Richard Sheridan, the author of Joy, Inc.  is the co-founder of Menlo Innovations, a software development firm located in Ann Arbor, Michigan, that was founded on the desire, according to the author on p. 25, “. . .to create a place where we were excited to come to work every day.” And joy is defined on p. 29 as “the deep satisfaction you get from successfully training for and completing a marathon.”

And I love their description on p. 72 of  one of the key elements of a joyful culture, which is “having team members who trust one another enough to argue.” Innovative, progressive, democratic, imaginative are all words I would use to describe this successful business venture, and what I find particularly thought-provoking is stated on p. 147,  “Once the decisions are made and declared unambiguously, we must establish the practices that will ensure that the work will be done with rigor and discipline. Only then will you have the chance to produce the type of quality that yields the pride of a job well done. . . the quality effect of rigor and discipline is of paramount importance. What can we do to ensure we get a chance to work with the pride that emanates from knowing you did the best job you could? Heroes Rely on Risky Heroics, Great Teams Rely on Discipline.” This book really is a “must read” for anyone who’s remotely interested in creating great workplaces.

My read for next month’s “book report” is Healthy Brain, Happy Life A Personal Program to Activate Your Brain & Do Everything Better, Wendy Suzuki, PhD author.

 

Posted by: PossibilityPartners | May 18, 2015

WHY POSSIBILITY PARTNERS?

Yesterday I talked about how Possibility Partners came into existence. Today I want to share why . . . everywhere I’ve been, whether it’s in my seven careers (I know I said seven but more on that later!) including Human Resources consulting for 15 years, or in my relationships with friends and family, always the focus has seemed to be on solving problems and building/repairing relationships.

At work and in relationships, the focus has historically been on need — what we need from you at work — what you need from us at work — what I need from you in our relationship — what I need from you as a parent — what I need from you as my child, etc. You get the picture.

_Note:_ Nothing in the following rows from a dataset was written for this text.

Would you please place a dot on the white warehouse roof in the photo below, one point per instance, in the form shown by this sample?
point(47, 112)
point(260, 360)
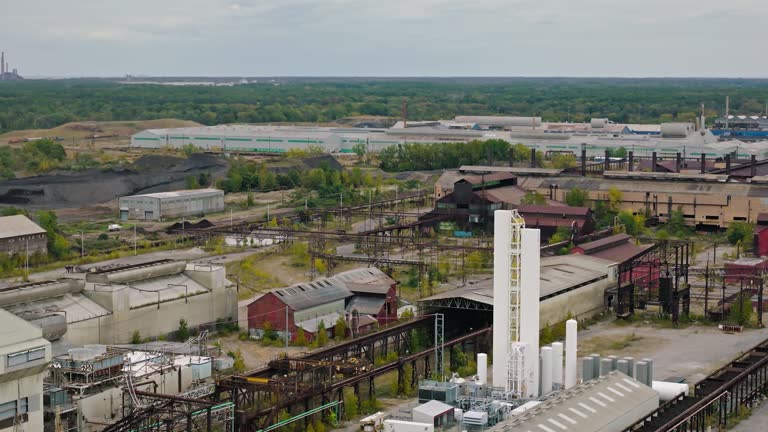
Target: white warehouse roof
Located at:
point(609, 403)
point(180, 193)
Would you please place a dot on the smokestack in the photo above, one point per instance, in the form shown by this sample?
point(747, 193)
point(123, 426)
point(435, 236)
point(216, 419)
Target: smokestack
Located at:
point(502, 273)
point(571, 336)
point(530, 281)
point(405, 113)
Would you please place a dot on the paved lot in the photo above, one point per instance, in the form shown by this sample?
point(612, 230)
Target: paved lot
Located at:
point(692, 353)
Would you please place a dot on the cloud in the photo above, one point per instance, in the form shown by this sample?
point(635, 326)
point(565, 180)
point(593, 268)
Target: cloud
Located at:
point(394, 37)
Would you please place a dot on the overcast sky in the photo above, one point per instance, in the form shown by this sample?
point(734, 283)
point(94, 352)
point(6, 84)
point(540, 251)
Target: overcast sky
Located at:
point(632, 38)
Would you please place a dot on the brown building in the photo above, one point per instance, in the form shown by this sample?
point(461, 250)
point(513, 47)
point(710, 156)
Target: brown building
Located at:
point(18, 234)
point(706, 200)
point(549, 218)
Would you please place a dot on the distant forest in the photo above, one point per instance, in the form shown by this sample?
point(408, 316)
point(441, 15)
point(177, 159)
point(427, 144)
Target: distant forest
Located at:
point(38, 104)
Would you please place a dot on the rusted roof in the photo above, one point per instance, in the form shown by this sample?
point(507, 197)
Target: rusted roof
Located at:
point(620, 253)
point(596, 245)
point(564, 211)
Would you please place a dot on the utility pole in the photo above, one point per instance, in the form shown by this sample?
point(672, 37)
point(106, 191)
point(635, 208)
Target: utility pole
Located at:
point(286, 328)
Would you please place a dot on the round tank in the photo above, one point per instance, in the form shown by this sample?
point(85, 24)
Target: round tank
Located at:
point(482, 368)
point(668, 391)
point(80, 354)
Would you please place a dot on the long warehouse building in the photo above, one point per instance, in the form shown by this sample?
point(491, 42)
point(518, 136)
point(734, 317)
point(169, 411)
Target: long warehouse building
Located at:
point(666, 139)
point(171, 204)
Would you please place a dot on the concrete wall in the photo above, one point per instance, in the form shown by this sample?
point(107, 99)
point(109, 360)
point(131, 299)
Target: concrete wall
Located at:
point(151, 320)
point(25, 380)
point(19, 245)
point(184, 205)
point(96, 409)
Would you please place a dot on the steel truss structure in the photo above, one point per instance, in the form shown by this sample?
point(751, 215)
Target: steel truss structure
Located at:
point(166, 413)
point(656, 277)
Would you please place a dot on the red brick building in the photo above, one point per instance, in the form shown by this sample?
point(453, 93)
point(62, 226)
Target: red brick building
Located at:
point(548, 218)
point(362, 297)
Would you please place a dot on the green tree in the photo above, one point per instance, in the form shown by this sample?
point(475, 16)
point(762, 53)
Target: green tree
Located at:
point(562, 234)
point(340, 329)
point(533, 197)
point(301, 338)
point(676, 224)
point(182, 333)
point(741, 310)
point(322, 335)
point(633, 224)
point(576, 197)
point(563, 160)
point(239, 364)
point(740, 232)
point(615, 198)
point(350, 405)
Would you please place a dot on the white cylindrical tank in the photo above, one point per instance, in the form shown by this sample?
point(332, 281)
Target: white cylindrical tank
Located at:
point(571, 329)
point(557, 364)
point(546, 370)
point(482, 368)
point(668, 391)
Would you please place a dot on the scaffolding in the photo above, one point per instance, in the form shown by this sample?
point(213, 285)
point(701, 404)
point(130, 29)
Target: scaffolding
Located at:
point(515, 361)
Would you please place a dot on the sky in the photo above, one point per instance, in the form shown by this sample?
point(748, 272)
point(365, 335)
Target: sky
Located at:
point(617, 38)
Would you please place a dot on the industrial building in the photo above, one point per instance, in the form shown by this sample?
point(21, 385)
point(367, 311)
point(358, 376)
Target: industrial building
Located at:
point(25, 357)
point(612, 402)
point(363, 297)
point(171, 204)
point(595, 136)
point(94, 386)
point(281, 139)
point(19, 235)
point(570, 284)
point(113, 302)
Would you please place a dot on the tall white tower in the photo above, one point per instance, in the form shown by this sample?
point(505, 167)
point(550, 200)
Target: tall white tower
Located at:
point(516, 268)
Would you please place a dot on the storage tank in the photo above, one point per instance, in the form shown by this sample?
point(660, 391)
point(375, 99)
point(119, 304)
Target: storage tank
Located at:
point(675, 130)
point(546, 370)
point(36, 291)
point(668, 391)
point(54, 325)
point(482, 368)
point(571, 365)
point(557, 365)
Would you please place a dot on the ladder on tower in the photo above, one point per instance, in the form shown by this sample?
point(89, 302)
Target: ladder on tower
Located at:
point(515, 362)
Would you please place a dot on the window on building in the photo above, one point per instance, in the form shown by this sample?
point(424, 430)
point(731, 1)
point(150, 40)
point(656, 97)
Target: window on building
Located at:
point(22, 357)
point(12, 408)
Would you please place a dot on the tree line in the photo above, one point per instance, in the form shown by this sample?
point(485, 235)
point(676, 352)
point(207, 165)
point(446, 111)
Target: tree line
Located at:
point(40, 104)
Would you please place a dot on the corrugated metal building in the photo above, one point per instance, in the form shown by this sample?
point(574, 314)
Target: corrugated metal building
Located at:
point(171, 204)
point(612, 402)
point(366, 293)
point(18, 234)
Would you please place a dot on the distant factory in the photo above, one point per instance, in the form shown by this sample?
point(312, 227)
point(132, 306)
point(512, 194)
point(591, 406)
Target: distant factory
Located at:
point(6, 73)
point(595, 136)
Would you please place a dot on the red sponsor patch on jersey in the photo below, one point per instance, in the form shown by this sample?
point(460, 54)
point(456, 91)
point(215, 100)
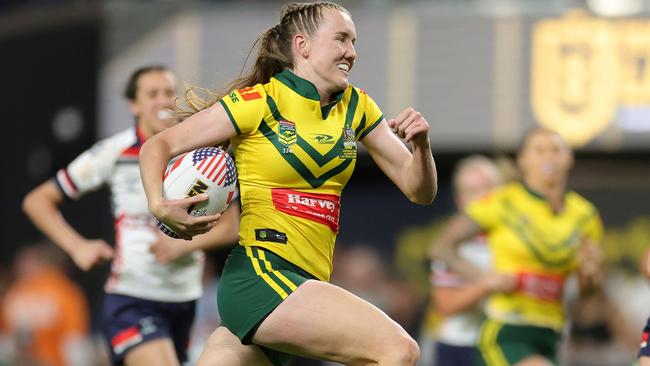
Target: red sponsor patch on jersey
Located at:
point(249, 94)
point(321, 208)
point(543, 287)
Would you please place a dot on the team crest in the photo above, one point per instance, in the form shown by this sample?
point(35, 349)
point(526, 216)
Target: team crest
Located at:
point(349, 144)
point(287, 133)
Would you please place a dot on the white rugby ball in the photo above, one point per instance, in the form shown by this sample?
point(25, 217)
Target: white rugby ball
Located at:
point(205, 170)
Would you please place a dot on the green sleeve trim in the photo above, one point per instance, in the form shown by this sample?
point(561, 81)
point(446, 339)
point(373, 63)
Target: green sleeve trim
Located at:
point(371, 127)
point(232, 119)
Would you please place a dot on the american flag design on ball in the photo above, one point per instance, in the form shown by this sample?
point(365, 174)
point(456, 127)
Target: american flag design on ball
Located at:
point(215, 165)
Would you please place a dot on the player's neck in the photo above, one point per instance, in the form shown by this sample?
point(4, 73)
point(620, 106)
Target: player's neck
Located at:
point(553, 192)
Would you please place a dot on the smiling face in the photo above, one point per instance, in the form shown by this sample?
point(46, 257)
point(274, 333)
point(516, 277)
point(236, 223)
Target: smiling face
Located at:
point(326, 57)
point(545, 158)
point(154, 97)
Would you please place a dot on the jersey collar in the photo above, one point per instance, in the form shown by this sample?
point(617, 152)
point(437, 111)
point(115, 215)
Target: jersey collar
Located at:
point(304, 87)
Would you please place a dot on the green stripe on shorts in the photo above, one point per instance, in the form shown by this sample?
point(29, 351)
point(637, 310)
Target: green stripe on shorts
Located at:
point(253, 283)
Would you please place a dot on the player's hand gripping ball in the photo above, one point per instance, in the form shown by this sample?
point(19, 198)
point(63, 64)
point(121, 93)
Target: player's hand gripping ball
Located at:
point(205, 170)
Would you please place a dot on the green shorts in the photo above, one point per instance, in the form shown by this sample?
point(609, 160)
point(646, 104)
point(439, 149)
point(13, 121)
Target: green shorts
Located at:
point(253, 283)
point(504, 344)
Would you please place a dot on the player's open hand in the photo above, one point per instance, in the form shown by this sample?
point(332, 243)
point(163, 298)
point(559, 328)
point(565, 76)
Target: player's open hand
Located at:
point(410, 126)
point(91, 254)
point(591, 259)
point(175, 214)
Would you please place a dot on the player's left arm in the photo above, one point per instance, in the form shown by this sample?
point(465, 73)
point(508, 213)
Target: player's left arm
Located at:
point(224, 233)
point(414, 172)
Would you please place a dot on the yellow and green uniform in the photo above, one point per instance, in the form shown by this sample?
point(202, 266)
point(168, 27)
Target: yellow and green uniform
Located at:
point(539, 246)
point(293, 159)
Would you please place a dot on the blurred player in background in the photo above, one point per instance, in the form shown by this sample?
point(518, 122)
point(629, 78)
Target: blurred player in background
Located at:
point(644, 351)
point(294, 122)
point(44, 313)
point(539, 232)
point(457, 299)
point(150, 296)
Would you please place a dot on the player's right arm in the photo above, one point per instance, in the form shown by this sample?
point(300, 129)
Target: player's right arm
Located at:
point(41, 205)
point(208, 127)
point(444, 247)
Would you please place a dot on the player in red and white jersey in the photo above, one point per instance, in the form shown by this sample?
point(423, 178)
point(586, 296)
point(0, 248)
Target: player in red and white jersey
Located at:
point(155, 280)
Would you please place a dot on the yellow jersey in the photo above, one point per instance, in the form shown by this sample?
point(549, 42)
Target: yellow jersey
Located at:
point(537, 245)
point(293, 159)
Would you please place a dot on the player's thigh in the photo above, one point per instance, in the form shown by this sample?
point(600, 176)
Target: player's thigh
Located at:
point(325, 321)
point(159, 352)
point(223, 348)
point(534, 361)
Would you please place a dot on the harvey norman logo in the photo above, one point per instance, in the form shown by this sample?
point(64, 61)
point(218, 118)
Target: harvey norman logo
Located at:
point(320, 208)
point(312, 202)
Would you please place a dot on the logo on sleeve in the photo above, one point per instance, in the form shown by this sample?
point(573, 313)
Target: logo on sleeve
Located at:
point(249, 93)
point(287, 135)
point(324, 139)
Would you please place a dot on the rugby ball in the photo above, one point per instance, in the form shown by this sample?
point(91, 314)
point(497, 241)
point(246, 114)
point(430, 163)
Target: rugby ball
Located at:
point(205, 170)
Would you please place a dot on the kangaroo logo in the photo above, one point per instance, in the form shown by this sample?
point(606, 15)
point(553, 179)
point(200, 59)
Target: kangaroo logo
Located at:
point(324, 139)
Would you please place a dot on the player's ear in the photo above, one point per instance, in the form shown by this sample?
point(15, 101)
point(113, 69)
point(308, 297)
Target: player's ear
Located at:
point(134, 108)
point(301, 44)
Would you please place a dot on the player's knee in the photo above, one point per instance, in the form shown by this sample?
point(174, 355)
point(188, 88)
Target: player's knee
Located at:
point(404, 352)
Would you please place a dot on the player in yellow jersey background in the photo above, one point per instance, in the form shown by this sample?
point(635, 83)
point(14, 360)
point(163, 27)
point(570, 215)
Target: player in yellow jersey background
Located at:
point(539, 232)
point(294, 123)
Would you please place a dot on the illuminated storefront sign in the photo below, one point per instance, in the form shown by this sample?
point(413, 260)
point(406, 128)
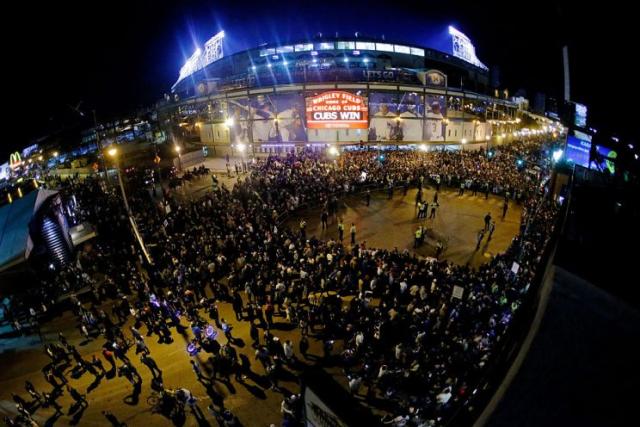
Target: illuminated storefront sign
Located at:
point(464, 49)
point(15, 160)
point(337, 110)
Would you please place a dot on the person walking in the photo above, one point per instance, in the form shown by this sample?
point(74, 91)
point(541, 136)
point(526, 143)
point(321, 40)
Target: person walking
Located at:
point(150, 363)
point(492, 228)
point(418, 237)
point(78, 397)
point(254, 334)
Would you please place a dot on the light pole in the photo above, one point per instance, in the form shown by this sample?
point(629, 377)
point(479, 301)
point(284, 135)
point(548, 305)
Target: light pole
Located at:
point(475, 129)
point(177, 148)
point(113, 153)
point(445, 122)
point(98, 145)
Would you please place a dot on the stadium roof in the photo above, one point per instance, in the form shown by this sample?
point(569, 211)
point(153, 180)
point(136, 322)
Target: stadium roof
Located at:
point(15, 242)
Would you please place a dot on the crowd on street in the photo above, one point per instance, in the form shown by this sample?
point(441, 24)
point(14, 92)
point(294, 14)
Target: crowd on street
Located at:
point(409, 343)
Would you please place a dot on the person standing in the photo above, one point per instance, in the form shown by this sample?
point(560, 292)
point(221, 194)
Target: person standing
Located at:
point(303, 229)
point(480, 237)
point(303, 346)
point(353, 233)
point(434, 207)
point(492, 228)
point(198, 371)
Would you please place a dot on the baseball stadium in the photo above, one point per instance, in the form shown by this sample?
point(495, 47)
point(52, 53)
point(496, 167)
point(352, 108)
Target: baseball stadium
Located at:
point(336, 90)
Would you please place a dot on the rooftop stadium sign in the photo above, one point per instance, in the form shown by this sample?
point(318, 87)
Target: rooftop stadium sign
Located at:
point(337, 109)
point(212, 52)
point(15, 160)
point(464, 49)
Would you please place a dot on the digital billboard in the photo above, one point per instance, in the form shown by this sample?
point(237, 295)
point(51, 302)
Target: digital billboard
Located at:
point(463, 48)
point(578, 150)
point(580, 116)
point(337, 109)
point(605, 159)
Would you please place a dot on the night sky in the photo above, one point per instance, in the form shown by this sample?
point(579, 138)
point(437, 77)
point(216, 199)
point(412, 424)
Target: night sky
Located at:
point(117, 55)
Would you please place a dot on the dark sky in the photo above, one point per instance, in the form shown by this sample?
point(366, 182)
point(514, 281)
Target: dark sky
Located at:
point(116, 55)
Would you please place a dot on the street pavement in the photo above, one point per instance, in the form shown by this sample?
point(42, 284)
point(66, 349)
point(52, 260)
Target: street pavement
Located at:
point(386, 223)
point(392, 223)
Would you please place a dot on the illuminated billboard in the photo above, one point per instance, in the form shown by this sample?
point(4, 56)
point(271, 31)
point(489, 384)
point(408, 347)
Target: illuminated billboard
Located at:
point(463, 48)
point(337, 109)
point(212, 52)
point(580, 117)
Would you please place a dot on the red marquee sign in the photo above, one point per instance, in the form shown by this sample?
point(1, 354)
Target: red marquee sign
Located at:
point(337, 109)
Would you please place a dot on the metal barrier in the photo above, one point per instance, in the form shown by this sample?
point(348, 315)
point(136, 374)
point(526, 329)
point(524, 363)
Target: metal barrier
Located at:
point(508, 347)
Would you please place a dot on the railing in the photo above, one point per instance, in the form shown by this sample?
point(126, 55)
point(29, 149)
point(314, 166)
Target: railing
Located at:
point(511, 342)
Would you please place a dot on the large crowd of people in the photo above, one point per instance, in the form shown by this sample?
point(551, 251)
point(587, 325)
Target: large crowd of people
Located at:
point(409, 342)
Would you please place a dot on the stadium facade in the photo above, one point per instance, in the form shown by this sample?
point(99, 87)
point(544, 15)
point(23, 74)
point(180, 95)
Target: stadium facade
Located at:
point(335, 90)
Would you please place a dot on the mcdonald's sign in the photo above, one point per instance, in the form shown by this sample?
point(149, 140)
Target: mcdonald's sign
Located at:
point(15, 160)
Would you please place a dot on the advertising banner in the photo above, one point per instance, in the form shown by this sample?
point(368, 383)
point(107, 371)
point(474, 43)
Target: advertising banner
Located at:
point(396, 116)
point(337, 109)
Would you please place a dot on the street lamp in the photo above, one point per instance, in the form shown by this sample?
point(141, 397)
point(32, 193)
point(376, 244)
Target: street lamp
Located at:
point(113, 153)
point(177, 148)
point(445, 122)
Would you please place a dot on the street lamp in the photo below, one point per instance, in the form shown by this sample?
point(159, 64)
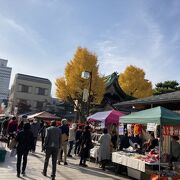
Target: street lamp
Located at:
point(88, 75)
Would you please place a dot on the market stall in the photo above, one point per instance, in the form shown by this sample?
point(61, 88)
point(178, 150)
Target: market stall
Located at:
point(46, 116)
point(159, 116)
point(100, 120)
point(106, 117)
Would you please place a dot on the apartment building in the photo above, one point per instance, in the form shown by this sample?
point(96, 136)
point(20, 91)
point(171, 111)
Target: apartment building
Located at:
point(30, 90)
point(5, 74)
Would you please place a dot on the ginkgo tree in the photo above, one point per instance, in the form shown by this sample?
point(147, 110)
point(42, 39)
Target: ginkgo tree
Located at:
point(71, 86)
point(133, 82)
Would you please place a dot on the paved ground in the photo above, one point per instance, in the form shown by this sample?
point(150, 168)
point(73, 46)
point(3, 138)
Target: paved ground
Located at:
point(70, 172)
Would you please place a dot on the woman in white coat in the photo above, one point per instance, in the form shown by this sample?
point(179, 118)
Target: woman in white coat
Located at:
point(105, 147)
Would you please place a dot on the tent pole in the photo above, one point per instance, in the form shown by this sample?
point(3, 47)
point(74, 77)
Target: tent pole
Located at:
point(160, 151)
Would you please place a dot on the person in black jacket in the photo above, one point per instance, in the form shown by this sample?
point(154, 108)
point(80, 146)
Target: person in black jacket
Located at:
point(42, 132)
point(85, 146)
point(78, 140)
point(25, 142)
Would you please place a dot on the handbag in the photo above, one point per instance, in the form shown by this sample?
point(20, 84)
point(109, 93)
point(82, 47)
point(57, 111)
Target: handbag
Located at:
point(13, 152)
point(91, 145)
point(12, 144)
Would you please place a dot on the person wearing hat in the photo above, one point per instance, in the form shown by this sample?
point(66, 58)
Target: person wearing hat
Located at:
point(65, 134)
point(51, 146)
point(24, 141)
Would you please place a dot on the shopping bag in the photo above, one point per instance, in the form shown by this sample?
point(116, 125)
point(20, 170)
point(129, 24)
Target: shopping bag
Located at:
point(12, 144)
point(13, 152)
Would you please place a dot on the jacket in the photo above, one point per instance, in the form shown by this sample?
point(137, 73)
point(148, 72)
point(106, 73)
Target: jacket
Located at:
point(52, 137)
point(24, 141)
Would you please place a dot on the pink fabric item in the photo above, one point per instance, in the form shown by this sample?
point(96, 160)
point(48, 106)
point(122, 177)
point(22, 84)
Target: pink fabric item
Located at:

It’s as if the main purpose for our existence is to meet one another’s needs. What if our main purpose for our existence is to co-create new futures, new possibilities together? Instead of fixing things and “working” on our relationships, what if we focused on engaging in WOW (way opening wider) conversations for possibility, trusting that relationships happen as a by-product of that focus rather than relationships being the main motivator?

My extensive work experiences and relationship experiences over the years have convinced me that the world is filled with “unleashed” potential waiting to be ignited. I hope you will join with me in creating possibility partners in your lives that will ignite that potential!

Wishing you much joy and serendipity (unanticipated good fortune) . . . Dianne

Posted by: PossibilityPartners | May 16, 2015

WELCOME!

I was having dinner with a dear friend the other evening, engaging in non-stop conversation about the launch of her new business, the challenges and gratifications with my new job, and on and on. The energy and enthusiasm being generated by our conversation was so real, so compelling. It carried us to a place of creativity and joy that neither of us could have generated without the other. The evening was intoxicating and left us feeling that anything was possible. And on our way out of the restaurant, my friend said, “We are possibility partners!” And thus this blog was launched.

This is not pie-in-the-sky thinking, but rather it’s the sky’s-the-limit thinking, depending on who you meet and how liberated you are from the tyranny of events and people having to be a certain way and meet certain predetermined expectations in order for you to fulfill on your possibilities. More on that in our next engagement here!

Wishing you much serendipity in your current and future possibility partnerships!